Artigo perfeito o que Jorge Cordeiro, dirigente do PCP, assina no «Diário de Notícias» de hoje. Nele se escalpeliza o populismo, abordando-o na forma como ele hoje se caracteriza entre nós.
Um texto que merece leitura atenta e a devida atenção:
Brincar com o fogo
Quem não quer ser lobo não lhe veste a pele. O acumulado saber popular da expressão encontra prova na vivência que nos envolve. Deixemos-nos de rodeios. O que se assistiu em torno do financiamento dos Partidos é mais um afloramento de uma perturbante corrente com que se quer impregnar o País: o populismo, enquanto expressão mais vendável de uma dimensão de pensar e de agir antidemocrática que, não tendo coragem de se assumir com os objectivos que transporta, semeia os ingredientes para fazer germinar a desorientação e o desencanto, desvalorizar a acção política organizada ou difamar o próprio sistema partidário. Não se aflorarão neste texto raízes históricas do populismo e do originário pendor liberal de há quase século e meio. Enfrentemos-lo como hoje se assume.

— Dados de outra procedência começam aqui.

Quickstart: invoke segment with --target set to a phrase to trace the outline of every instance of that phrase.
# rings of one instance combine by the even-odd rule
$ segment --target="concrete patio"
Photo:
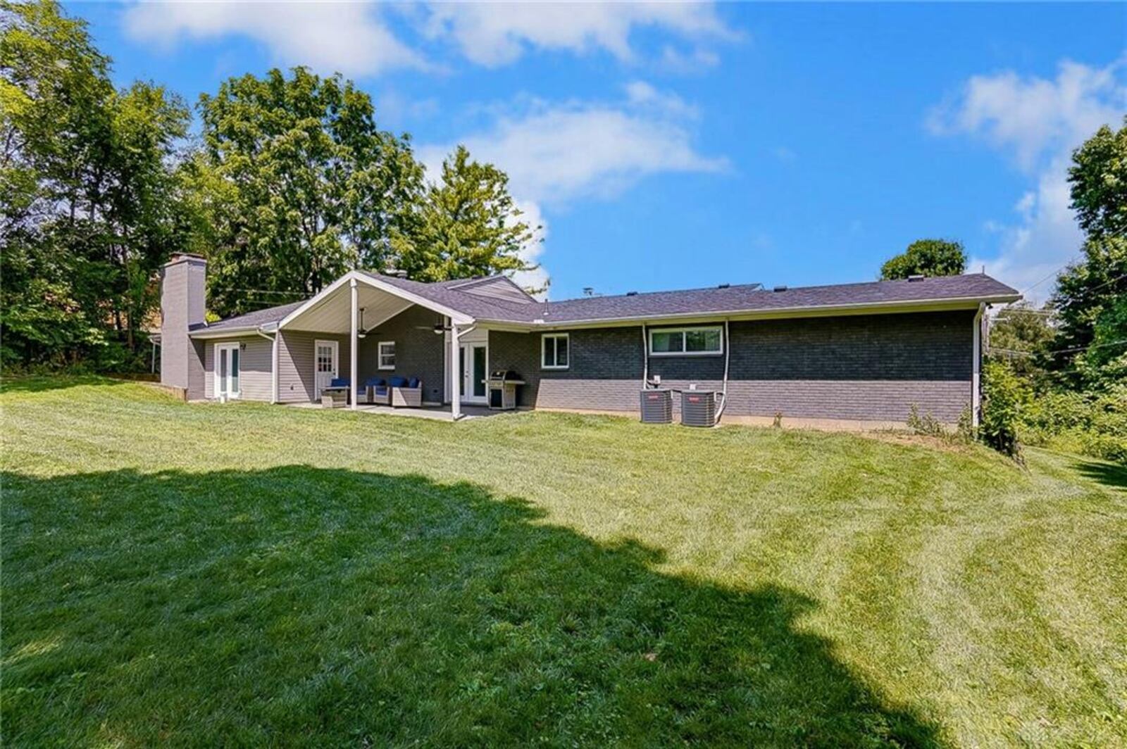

Sejamos claros. A incomodidade que tal provoque vale bem pelo que carrega de prevenção. Tanto mais que, ao invés do que se diz e se vê, o País não está a salvo do populismo. Não há inocentes neste regar de pasto populista. Não são desculpáveis exercícios de dissimulação: os imprudentes que o reproduzem sem pensar; os que o animam e estimulam sabendo ao que andam; os que buscam nele o apoio aos seus projectos porque, pela razão dos seus propósitos, acolhimento não encontrariam - todos, têm o seu quinhão neste perigoso lodaçal à beira do qual se passeiam. Importa pouco como o fazem: se no exercício da actividade partidária; se pela produção de escritos ou crónicas; se a partir de estruturas que, vendendo "transparência", são tão opacas quanto o que escondem sobre os reais objectivos que justificam a sua existência. E sobretudo não vale a pena o esforço de disfarce. Não é por se vestir um pijama às riscas que se passa por zebra.
Não se perca de vista o que o populismo transporta enquanto corrente política, os elementos de que se nutre ou os pressupostos que o norteiam. No populismo mora o que há de mais reprovável para quem se mova por valores e princípios. O seu sucesso é indissociável da exploração de sentimentos primários, do avivamento do preconceito de diversa natureza, do apelo ao irracional e à rejeição da reflexão própria. O populismo amalgama o espaço de cada um no rolo compressor da onda geral da opinião formatada, desincentiva o escrutínio dos factos, soterra na crista do que difunde o que a inteligência, se mobilizada, refutaria e recusaria. Lê-se Eça e o que denunciava sobre o que nos «arrasta para aquela fatalidade que quer que os pequenos espíritos vão irresistivelmente para tudo o que luz e para o que soa (...)» e aí encontramos os ingredientes em que se cozinha o populismo.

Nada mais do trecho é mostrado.